On the other side, we do support the Apple Watch Series 3. It does not appear in the table, yet the S3 model is compatible with the checkm8 exploit, and we can extract the keychain and the file system for all watchOS versions. To make it easier, here is the full list of devices with checkm8 support (in fact, iPhone 4 is handled with another bootloader exploit):

• iPhone 4 (iPhone3,1/iPhone3,2/iPhone3,3): A1332, A1349
• iPhone 5 (iPhone5,1): A1428, A1429, A1428
• iPhone 5c (iPhone5,4): A1507, A1526, A1529, A1516
• iPhone 5S (iPhone6,1/iPhone6,2): A1453, A1533, A1457, A1518, A1528, A1530
• iPhone 6 (iPhone7,2): A1549, A1586, A1589
• iPhone 6 Plus (iPhone7,1): A1522, A1524, A1593
• iPhone 6s (iPhone8,1): A1633, A1688, A1691, A1700
• iPhone 6s Plus (iPhone8,2): A1634, A1687, A1690, A1699
• iPhone SE (iPhone8,4): A1662, A1723, A1724
• iPhone 7 (iPhone9,1/iPhone9,3): A1660, A1778, A1779, A1780, A1853, A1866
• iPhone 7 Plus (iPhone9,2/iPhone9,4): A1661, A1784, A1785, A1786
• iPhone 8 (iPhone10,1/iPhone10,4): A1863, A1905, A1906, A1907
• iPhone 8 Plus (iPhone10,2/iPhone10,5): A1864, A1897, A1898, A1899
• iPhone X (iPhone10,3/iPhone10,6): A1865, A1901, A1902, A1903
• iPod touch 6th gen (iPod7,1): A1574
• AppleTV 3 (AppleTV3,2): A1469
• Apple Watch S3 (Watch3,1, Watch3,2, Watch3,3, Watch3,4 ): A1858, A1859, A1860, A1861, A1889, A1890, A1891, A189

Agent acquisition is 100% compatible with all iPod models “corresponding” to the iPhones.

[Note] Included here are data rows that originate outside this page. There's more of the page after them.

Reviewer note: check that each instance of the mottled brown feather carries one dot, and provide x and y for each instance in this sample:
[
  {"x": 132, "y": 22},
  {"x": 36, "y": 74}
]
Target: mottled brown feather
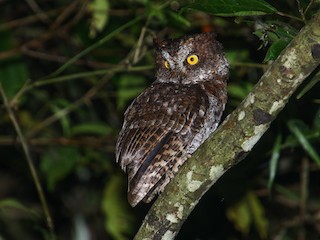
[{"x": 166, "y": 123}]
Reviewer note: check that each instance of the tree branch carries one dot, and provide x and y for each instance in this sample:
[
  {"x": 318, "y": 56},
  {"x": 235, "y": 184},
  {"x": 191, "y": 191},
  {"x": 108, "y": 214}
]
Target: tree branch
[{"x": 235, "y": 138}]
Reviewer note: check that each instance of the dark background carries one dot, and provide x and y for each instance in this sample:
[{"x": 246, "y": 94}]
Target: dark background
[{"x": 70, "y": 119}]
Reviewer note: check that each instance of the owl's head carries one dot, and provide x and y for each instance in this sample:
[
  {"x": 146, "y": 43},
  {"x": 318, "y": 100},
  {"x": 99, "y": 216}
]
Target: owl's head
[{"x": 191, "y": 59}]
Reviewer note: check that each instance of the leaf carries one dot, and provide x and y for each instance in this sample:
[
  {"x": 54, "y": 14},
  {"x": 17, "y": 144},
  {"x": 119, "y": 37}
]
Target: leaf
[
  {"x": 91, "y": 128},
  {"x": 129, "y": 87},
  {"x": 100, "y": 14},
  {"x": 314, "y": 80},
  {"x": 274, "y": 161},
  {"x": 119, "y": 219},
  {"x": 57, "y": 163},
  {"x": 295, "y": 127},
  {"x": 56, "y": 106},
  {"x": 232, "y": 7},
  {"x": 276, "y": 33},
  {"x": 13, "y": 71}
]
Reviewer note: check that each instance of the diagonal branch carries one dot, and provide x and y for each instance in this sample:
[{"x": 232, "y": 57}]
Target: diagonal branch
[{"x": 235, "y": 138}]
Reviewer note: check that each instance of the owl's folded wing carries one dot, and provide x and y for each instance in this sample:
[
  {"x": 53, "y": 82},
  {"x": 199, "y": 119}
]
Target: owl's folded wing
[{"x": 155, "y": 144}]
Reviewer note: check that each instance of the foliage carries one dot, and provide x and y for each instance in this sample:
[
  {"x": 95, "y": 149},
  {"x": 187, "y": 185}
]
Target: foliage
[{"x": 68, "y": 70}]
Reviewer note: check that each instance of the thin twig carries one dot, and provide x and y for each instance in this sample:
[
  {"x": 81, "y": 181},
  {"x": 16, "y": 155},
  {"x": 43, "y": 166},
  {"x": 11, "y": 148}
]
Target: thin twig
[
  {"x": 304, "y": 196},
  {"x": 308, "y": 7},
  {"x": 35, "y": 7},
  {"x": 300, "y": 9},
  {"x": 30, "y": 162}
]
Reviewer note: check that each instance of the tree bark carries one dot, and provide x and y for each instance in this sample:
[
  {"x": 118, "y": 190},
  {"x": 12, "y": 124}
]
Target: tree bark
[{"x": 237, "y": 135}]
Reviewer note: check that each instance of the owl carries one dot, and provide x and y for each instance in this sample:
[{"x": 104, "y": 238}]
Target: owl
[{"x": 167, "y": 122}]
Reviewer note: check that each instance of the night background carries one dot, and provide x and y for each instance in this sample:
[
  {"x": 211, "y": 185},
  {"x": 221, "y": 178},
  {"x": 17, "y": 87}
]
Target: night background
[{"x": 68, "y": 71}]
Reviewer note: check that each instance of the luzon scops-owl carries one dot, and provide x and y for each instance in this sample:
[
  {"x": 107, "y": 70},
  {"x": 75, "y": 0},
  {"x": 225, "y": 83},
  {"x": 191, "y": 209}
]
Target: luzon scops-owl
[{"x": 169, "y": 120}]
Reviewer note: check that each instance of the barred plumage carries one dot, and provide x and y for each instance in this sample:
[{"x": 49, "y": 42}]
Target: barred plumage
[{"x": 166, "y": 123}]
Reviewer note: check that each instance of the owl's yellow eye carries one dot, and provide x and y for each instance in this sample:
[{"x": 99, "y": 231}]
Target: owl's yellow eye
[
  {"x": 193, "y": 59},
  {"x": 166, "y": 64}
]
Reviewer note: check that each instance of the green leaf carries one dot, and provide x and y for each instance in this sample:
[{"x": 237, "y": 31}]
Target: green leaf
[
  {"x": 100, "y": 14},
  {"x": 316, "y": 121},
  {"x": 314, "y": 80},
  {"x": 232, "y": 7},
  {"x": 91, "y": 128},
  {"x": 295, "y": 127},
  {"x": 274, "y": 161},
  {"x": 57, "y": 163},
  {"x": 129, "y": 87},
  {"x": 56, "y": 106},
  {"x": 119, "y": 218}
]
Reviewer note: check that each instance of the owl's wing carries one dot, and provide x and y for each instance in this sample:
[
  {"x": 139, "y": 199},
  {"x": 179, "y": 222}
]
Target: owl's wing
[{"x": 159, "y": 126}]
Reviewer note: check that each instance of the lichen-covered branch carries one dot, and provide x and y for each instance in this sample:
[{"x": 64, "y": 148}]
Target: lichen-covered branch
[{"x": 237, "y": 135}]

As for the iOS versions, there are some notes too:

• checkm8 works on many devices up to and including the iPhone X, but for iPhone 7, iPhone 8 and iPhone X running iOS 14 and 15 you will need to remove the passcode prior to acquisition. It is sometimes troublesome, and has some consequences, see How to Remove The iPhone Passcode You Cannot Remove for details.
• One of the exploits we use only support devices based on the A11-A13 SoC only.
• For A12 and A13 devices running iOS 14.5+, we cannot decrypt the keychain (only the file system is extracted).
• We do support iOS 15.0 and 15.0.1 on A11-A13 with the agent, as well as iOS 14.8 and lower, but we do NOT support iOS 14.8.1 (the latest available iOS 14 version).

Sounds confusing? With the number of models and OS versions, it is virtually impossible to provide a straightforward roadmap, step by step instructions, or implement a single push button solution.

The software

“We have a tool for that!” For everything low-level, including agent-based and checkm8-based extractions, use Elcomsoft iOS Forensic Toolkit. Note that you’ll need the Mac edition of the tool for checkm8 extractions. Also use the Toolkit for advanced logical extractions as well as file system imaging with jailbreaks. Finally, if you have a legacy 32-bit iPhone protected with an unknown passcode, Elcomsoft iOS Forensic Toolkit is the tool to use to unlock the device.

Use Elcomsoft Phone Breaker for everything cloud related. Cloud backups, iCloud Photos, synchronized data, iCloud Keychain and other end-to-end encrypted data can be extracted with this tool. We are constantly working to keep it up to date with the latest changes in Apple’s communication and encryption protocols.